For the former, in which apes have become slaves and revolt against their human owners, the New York Times cited the direction as giving the series an expected jolt. ”J. Lee Thompson’s direction furiously propels the action in a compact chromium-and-glass setting—and wait till you see that last battle royal,” wrote critic Howard  Thompson (no relation).

But Battle for the Planet of the Apes, in which an ape-propelled military junta disrupts the peace between the humans and simian population, didn’t fare as well with anyone. Wrote Roger Ebert in the Chicago Sun-Times at the time:  “The movie is incompetently made, which is something of a surprise considering that it was directed by an old and good hand, J. Lee Thompson. Transitions are ragged, a lot of the dialog is inaudible and the rest is listless, and the apes spend a lot of time sitting around discussing abstractions. The battle footage looks cheap. And the story is painfully thin.”

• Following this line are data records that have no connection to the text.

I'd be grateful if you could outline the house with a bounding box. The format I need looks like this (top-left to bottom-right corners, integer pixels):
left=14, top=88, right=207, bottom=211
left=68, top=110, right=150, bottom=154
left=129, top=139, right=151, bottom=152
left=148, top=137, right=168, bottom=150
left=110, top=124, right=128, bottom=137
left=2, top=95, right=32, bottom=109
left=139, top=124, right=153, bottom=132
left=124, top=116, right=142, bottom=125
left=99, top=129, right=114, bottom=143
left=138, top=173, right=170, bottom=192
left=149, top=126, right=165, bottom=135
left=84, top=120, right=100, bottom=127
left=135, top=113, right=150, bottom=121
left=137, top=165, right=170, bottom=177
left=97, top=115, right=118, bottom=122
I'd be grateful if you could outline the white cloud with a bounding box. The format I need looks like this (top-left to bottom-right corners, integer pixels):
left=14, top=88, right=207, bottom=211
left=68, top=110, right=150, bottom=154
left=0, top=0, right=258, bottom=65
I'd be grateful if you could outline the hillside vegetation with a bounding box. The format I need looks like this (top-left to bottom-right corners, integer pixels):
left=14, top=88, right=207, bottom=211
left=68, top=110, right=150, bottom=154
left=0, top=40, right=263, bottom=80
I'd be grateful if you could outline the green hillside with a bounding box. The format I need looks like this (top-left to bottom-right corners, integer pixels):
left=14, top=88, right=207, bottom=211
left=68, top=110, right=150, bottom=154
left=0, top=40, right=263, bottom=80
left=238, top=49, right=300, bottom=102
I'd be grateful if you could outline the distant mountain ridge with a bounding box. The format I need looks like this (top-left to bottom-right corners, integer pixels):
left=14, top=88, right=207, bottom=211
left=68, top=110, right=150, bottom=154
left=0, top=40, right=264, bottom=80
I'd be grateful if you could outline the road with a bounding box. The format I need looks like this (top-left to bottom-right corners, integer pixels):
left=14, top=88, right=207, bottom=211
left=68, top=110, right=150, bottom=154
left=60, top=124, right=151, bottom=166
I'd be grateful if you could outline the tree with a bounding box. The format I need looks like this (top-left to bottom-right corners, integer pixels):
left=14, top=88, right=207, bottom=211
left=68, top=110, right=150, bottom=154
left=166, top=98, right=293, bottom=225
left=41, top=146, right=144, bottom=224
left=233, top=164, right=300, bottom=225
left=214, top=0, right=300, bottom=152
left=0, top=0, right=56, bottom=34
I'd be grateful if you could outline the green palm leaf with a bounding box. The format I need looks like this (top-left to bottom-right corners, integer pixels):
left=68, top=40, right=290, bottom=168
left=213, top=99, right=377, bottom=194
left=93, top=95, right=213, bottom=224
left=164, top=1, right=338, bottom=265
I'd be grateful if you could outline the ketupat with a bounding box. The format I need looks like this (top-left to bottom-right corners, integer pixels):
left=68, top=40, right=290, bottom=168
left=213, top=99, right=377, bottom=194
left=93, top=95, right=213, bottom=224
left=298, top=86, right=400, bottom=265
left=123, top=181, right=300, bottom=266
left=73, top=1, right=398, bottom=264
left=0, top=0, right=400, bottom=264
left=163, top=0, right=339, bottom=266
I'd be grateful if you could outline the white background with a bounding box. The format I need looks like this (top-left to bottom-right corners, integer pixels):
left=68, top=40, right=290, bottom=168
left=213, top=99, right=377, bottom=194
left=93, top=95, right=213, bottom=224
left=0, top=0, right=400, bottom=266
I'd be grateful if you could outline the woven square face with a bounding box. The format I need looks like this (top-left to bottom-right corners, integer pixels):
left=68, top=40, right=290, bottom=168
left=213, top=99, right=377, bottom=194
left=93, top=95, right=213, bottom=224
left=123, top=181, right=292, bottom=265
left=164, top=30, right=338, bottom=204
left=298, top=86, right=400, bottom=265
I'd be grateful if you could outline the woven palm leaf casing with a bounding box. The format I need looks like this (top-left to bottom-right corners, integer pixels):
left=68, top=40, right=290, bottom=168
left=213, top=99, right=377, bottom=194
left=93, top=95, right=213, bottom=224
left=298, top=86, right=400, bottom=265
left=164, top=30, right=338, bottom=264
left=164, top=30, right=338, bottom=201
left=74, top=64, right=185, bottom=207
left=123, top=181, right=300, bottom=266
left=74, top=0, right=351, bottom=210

greek_tycoonBetween the dross of Thompson’s golden age assignments stands some of the director’s most unusual work. The Reincarnation of Peter Proud (1975) is a chilling reincarnation thriller with Michael Sarrazin facing frightening events while tracing his disturbing nightmares. The Passage (1979), a deliriously campy all-star World War II drama, showcases Malcolm McDowell as a Nazi officer who wears a jockstrap with a swastika emblazoned on it. The Greek Tycoon (1978) works as an enjoyably trashy roman a clef of the Aristotle and Jackie Onassis romance, with Anthony Quinn playing a fictionalized “Ari,” Jacqueline Bisset as “Jackie O.” and James Franciscus as “President James Cassidy.”

And as if that wasn’t enough, Thompson’s Happy Birthday to Me, a 1981 slasher film noted for its elaborately grotesque murders and  co-starring Glenn Ford, has gained a strong cult following over the years. Recalling its production, producer John Dunning said Thompson was hell-bent on upping the gore quotient by splashing blood “all over the place.”

Thompson and his films never fit neatly into a category. Critics have noted that he was generally not from the David Lean camp—although The Guns of Navarone came close—nor was he part of the “Kitchen Sink” crowd of such angry, young filmmakers as Tony Richardson or Karel Reisz.

In fact, “all of these might have sneered at Thompson’s middle-budget, middle-brow efforts, yet his lack of pretension was his most cherishable asset,” claimed the British newspaper The Guardian upon his death in 2002. “He was a man who saw his career as a ripple in a vast ocean.”